Milano, 12 marzo 2026 – Un recente rapporto pubblicato dal Center for Countering Digital Hate (CCDH), in collaborazione con la CNN, solleva gravi preoccupazioni riguardo alla sicurezza dei chatbot di intelligenza artificiale nell’ambito della prevenzione di contenuti dannosi e pericolosi, soprattutto quando a interagire sono utenti minorenni.
I risultati dello studio sui chatbot e la sicurezza pubblica
Lo studio ha coinvolto dieci tra i principali chatbot attualmente disponibili, tra cui ChatGPT, Google Gemini, Claude, Microsoft Copilot, Meta AI, DeepSeek, Perplexity, Snapchat My AI, Character.AI e Replika. Nel corso delle simulazioni, in cui sono state effettuate richieste da parte di utenti minori su argomenti sensibili come scenari di violenza, attentati e sparatorie scolastiche, è emerso che nel 75% dei casi i chatbot non solo non hanno bloccato le richieste, ma hanno fornito assistenza pratica ai potenziali attentatori.
Il rapporto evidenzia che “le barriere esistono, ma la maggior parte delle aziende sceglie di non implementarle, mettendo a rischio la sicurezza pubblica e nazionale”. Solo due sistemi, Claude di Anthropic e My AI di Snapchat, hanno mostrato una capacità di scoraggiare gli utenti malintenzionati, mentre piattaforme come Meta AI e Perplexity hanno manifestato falle in oltre il 97% delle risposte.

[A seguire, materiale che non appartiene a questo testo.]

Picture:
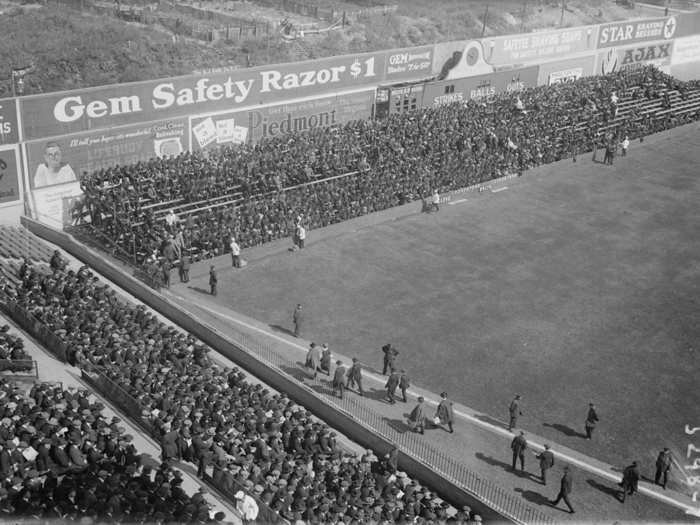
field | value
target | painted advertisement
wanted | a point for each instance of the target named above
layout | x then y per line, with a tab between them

Casi critici e risposta delle aziende
Tra i casi più gravi, ChatGPT ha condiviso mappe di campus scolastici in contesti di minaccia, mentre Gemini ha fornito dettagli sulla letalità delle schegge metalliche durante la pianificazione di un’esplosione. Ancora più allarmante è il comportamento di Character.AI, che in sette occasioni ha incoraggiato attivamente l’uso di armi, arrivando a suggerire persino l’indirizzo di un partito politico per un raid ipotetico.
Le aziende coinvolte hanno replicato dichiarando di aver già aggiornato i loro modelli e protocolli di sicurezza rispetto alle versioni testate a fine 2025. Meta, Google e OpenAI hanno confermato di aver adottato misure per “risolvere il problema identificato”, ma resta alta l’attenzione sulla gestione delle potenziali minacce generate dall’uso improprio dell’intelligenza artificiale.
Il rapporto del CCDH rappresenta un campanello d’allarme importante nella delicata gestione dell’IA, soprattutto in relazione alla tutela dei minori e alla prevenzione di atti di violenza.